- Born: Terry Rex Brown 1956 or 1957
- Died: July 2025 (aged 68) Waikawa, Marlborough, New Zealand
- Occupations: Brothel owner; underworld kingpin;
- Years active: 1990s–2000s

= Terry Brown (brothel owner) =

New Zealand brothel owner and criminal

Terry Rex Brown (1956 or 1957 – July 2025) was a New Zealand brothel owner from Christchurch. Until 2010, he owned 12 sex venues located in Christchurch, including Charlie's Massage Lounge and the nightclub Voodoo Lounge.

==Biography==
Before venturing into the sex industry, Brown was a fisherman. He was also involved in ostrich and deer farming, property development and stock cars and founded the Up, Up and Away company in 1998, which was reported as being an escort service, serving rural South Island communities by helicopter through the provision of strippers and "sexperts".

Brown came to public attention during the late 1990s, due to his connection with a high-profile criminal case. On 26 December 1996, a patron of the Wicked Willies strip club, Barry Coleman, was found unconscious in a doorway of the venue at around 3 am. It was later determined that Coleman had fallen down a flight of stairs. The owner of the venue, Gregory Mather, was charged with murder, but the charges were later reduced to manslaughter. Brown, who was an associate of Mather, was later charged with obstruction of justice after he and Mather allegedly contacted a police witness, in violation of court process. The charges were later dropped, and nobody else was prosecuted. Brown was allegedly connected to the Devil's Henchmen gang. Brown was loosely connected to the murder of Angela Blackmoore. Blackmoore worked at stripclubs owned by Brown, and had met her husband, William, while he was working as a bouncer at one of Brown's venues. In 2019, David Peter Hawken attempted to implicate Brown in the murder, saying Brown was responsible for "all the carnage in town" at the time the murder took place; Hawken was later convicted of Blackmoore's murder.

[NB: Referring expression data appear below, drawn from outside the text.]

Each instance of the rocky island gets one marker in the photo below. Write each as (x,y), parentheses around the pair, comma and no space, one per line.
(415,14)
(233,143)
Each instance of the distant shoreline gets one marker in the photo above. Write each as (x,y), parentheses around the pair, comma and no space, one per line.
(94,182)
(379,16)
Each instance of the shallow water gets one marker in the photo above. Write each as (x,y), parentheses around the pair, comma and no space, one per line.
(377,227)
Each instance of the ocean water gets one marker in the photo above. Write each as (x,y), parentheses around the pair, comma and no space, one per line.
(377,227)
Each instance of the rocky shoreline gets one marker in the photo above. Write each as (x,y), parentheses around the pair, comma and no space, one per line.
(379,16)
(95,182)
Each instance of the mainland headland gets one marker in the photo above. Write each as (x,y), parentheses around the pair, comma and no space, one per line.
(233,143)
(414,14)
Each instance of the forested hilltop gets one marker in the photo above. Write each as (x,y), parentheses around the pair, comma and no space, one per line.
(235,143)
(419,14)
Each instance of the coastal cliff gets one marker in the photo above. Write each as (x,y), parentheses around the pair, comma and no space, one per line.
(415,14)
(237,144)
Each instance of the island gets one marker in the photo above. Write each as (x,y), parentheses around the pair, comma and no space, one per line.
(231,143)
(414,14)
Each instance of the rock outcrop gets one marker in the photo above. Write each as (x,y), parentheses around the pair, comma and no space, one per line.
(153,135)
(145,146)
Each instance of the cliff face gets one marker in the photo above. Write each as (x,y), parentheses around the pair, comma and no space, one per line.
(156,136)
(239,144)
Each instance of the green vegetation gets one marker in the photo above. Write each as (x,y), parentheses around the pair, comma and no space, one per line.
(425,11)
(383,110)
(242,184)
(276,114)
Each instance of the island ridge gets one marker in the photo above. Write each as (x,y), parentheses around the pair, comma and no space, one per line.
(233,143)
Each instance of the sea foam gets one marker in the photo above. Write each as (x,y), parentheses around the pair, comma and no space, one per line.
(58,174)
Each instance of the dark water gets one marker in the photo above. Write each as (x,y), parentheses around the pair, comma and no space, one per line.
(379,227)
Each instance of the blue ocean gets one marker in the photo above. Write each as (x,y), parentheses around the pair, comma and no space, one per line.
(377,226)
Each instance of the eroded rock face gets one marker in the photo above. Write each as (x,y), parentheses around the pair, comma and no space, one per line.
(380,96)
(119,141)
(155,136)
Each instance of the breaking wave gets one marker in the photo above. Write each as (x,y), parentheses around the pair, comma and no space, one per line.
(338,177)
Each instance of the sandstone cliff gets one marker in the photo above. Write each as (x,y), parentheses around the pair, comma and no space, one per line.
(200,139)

Brown was a high-profile owner of brothels in Christchurch. Prior to the 2010 Canterbury earthquake, he owned 12 sex venues around the city, including Charlie's Massage Lounge and Voodoo Lounge nightclub. Both venues were firebombed in 2000. The same year, he was involved in the re-theming of the former Palladium Niteclub. Brown filed for bankruptcy in 2001 after failing to file tax returns and having outstanding tax debt for his businesses. In 2005, two years after prostitution was legalised in New Zealand, Brown successfully appealed to the High Court to quash a Christchurch City Council by-law that would have prevented brothels operating in the suburbs of the city. Justice Graham Panckhurst ruled that the by-law would have effectively made single owner-operated brothels (known as soobs) illegal within Christchurch, which he deemed to be unreasonable. The city council spent defending the by-law in court. In 2008, Brown trespassed Labour MP Clayton Cosgrove from three of his premises, despite Cosgrove vehemently asserting he had never visited the businesses. The two reportedly had a feud over disagreement about a shared office car park in Kaiapoi, and Cosgrove's work to outlaw BZP party pills, which Brown sold from some of his businesses.

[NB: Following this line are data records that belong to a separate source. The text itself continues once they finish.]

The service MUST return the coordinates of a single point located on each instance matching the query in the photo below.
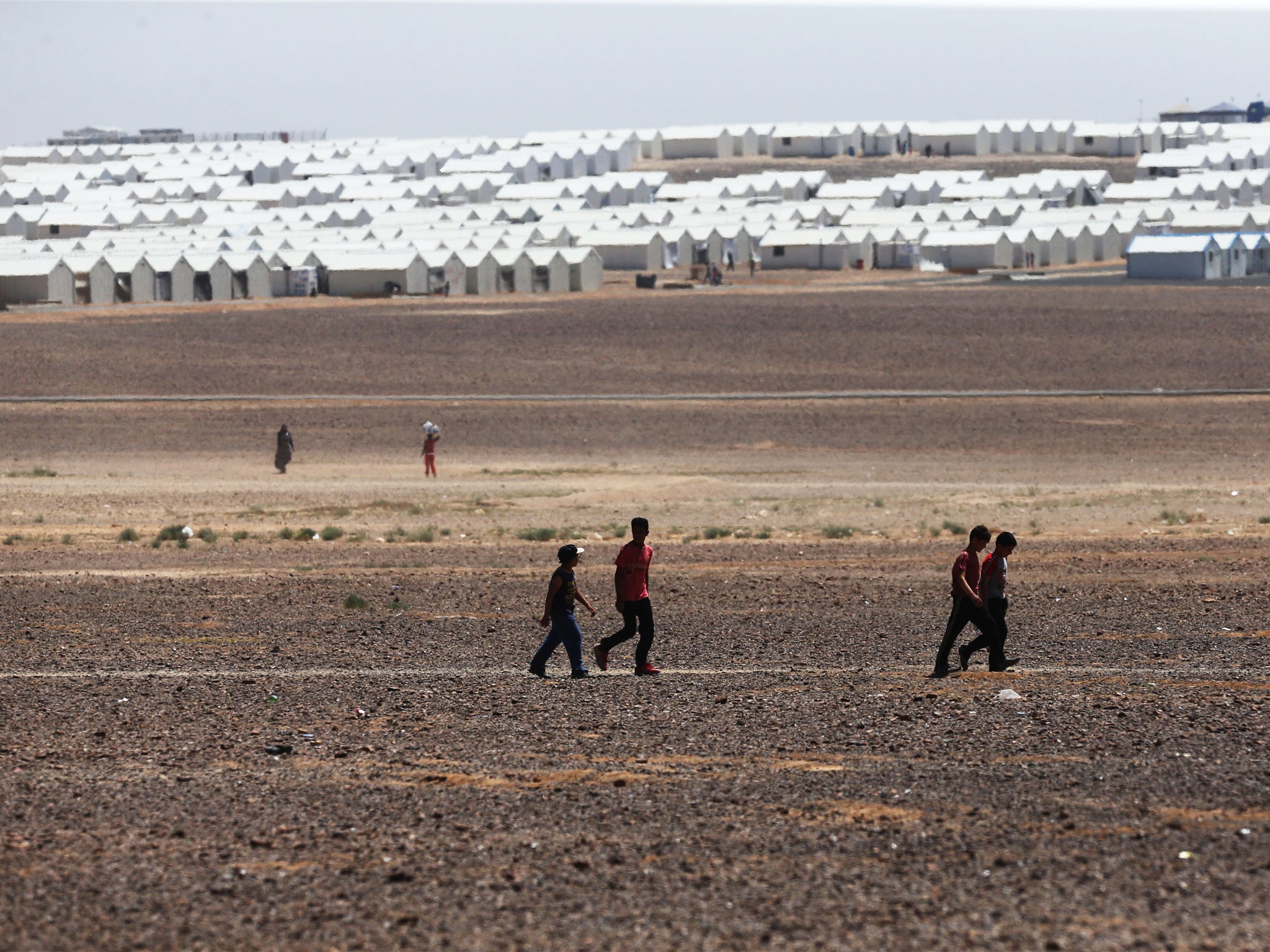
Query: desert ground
(203, 748)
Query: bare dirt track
(791, 780)
(695, 342)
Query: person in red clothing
(630, 580)
(431, 437)
(968, 607)
(992, 589)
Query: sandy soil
(791, 780)
(958, 337)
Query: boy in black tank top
(558, 615)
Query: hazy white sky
(411, 69)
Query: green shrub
(1181, 518)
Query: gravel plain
(205, 749)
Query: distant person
(968, 607)
(431, 437)
(630, 582)
(558, 616)
(286, 450)
(992, 591)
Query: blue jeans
(564, 630)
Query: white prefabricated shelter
(374, 273)
(550, 271)
(746, 140)
(804, 248)
(35, 278)
(696, 143)
(807, 139)
(1175, 257)
(1106, 140)
(446, 272)
(1024, 243)
(883, 138)
(1080, 243)
(966, 250)
(586, 268)
(249, 276)
(481, 272)
(1259, 253)
(949, 139)
(631, 249)
(515, 271)
(1235, 254)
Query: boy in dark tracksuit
(558, 615)
(630, 582)
(992, 591)
(968, 607)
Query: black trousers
(967, 612)
(997, 609)
(636, 616)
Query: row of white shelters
(1201, 257)
(349, 272)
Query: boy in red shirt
(630, 580)
(992, 589)
(430, 454)
(968, 607)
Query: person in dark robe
(286, 450)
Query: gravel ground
(203, 749)
(791, 780)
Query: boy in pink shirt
(630, 582)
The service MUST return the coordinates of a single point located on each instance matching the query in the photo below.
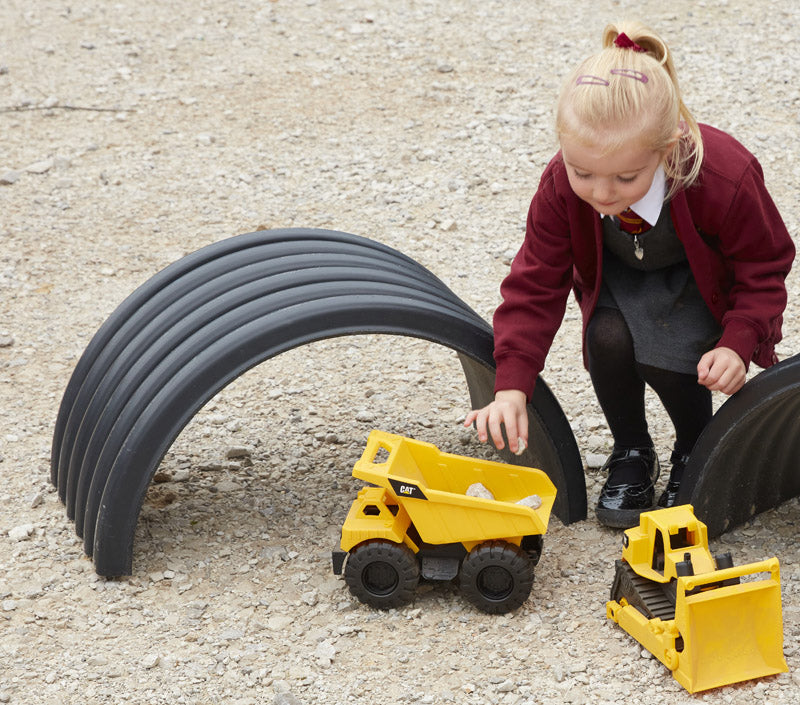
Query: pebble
(238, 452)
(40, 167)
(21, 532)
(9, 177)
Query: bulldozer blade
(731, 633)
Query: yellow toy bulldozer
(442, 516)
(710, 623)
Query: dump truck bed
(431, 486)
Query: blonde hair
(619, 94)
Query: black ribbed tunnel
(208, 318)
(748, 458)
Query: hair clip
(623, 41)
(586, 79)
(630, 73)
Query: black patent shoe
(621, 502)
(670, 494)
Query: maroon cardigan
(735, 240)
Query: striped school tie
(631, 223)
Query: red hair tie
(623, 41)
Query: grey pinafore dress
(657, 295)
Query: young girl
(675, 251)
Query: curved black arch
(746, 460)
(206, 319)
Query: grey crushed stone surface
(132, 133)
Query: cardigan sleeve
(535, 292)
(758, 252)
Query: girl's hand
(509, 409)
(721, 369)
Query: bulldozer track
(650, 598)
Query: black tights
(619, 384)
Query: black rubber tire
(382, 574)
(496, 577)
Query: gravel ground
(135, 132)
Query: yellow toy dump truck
(431, 514)
(711, 624)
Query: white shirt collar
(649, 206)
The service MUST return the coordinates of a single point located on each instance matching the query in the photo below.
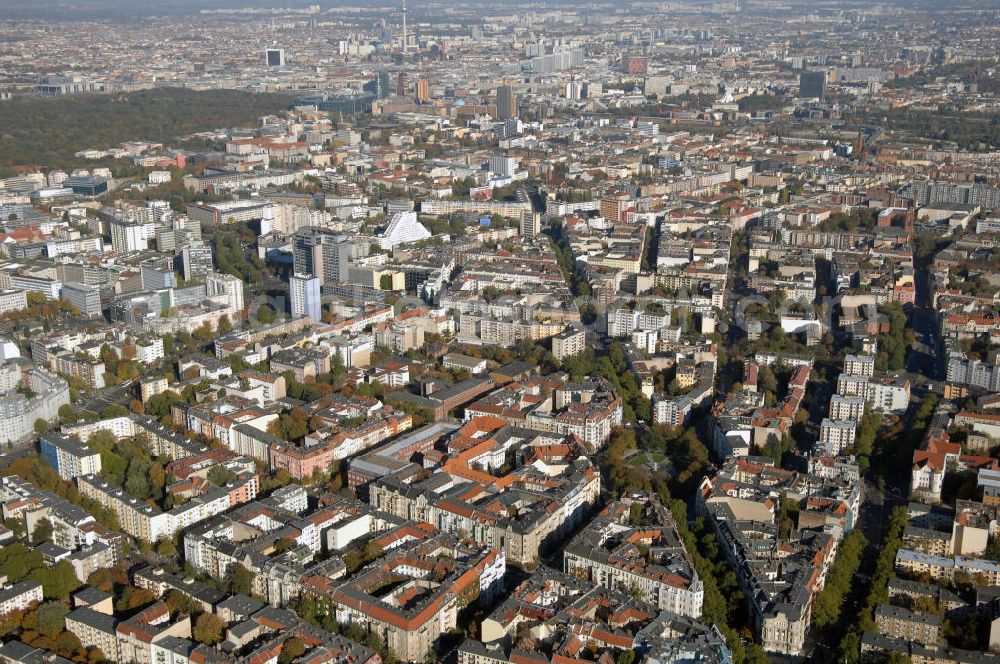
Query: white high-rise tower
(404, 26)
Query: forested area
(47, 132)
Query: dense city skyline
(475, 333)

Brown announced he would stand for the mayoralty of Waimakariri District Council in 2007, though this never eventuated.

After the Canterbury earthquakes, Brown sold his interests in Christchurch and moved north to live in Waikawa, near Picton. In 2010, he was convicted of owning unlicensed firearms and fined $400. He was aged 53 at the time. In 2013, Brown purchased a hydroslide from Timaru District Council, and announced he had plans to install the hydroslide at the Picton waterfront to "revitalise" the area. The plans never eventuated and the hydroslide was resold to a sharemilker from Geraldine in an auction in 2015.

In 2013, Brown told Stuff that he "might become a consultant to the sex industry [in Christchurch], but [will] see what the city looks like before [he] go[es] back and reinvest[s]." In 2014, he told Stuff that he was planning to return to the sex industry. Brown said that "following the [Canterbury] quakes and the influx of construction workers for the rebuild, there was more demand than ever for sex workers."

Brown died in July 2025. After his death it was revealed that he had recently been found guilty of two charges of doing an indecent act, for touching a 15-year-girl inappropriately and taking sexually suggestive photos of her at his Picton home.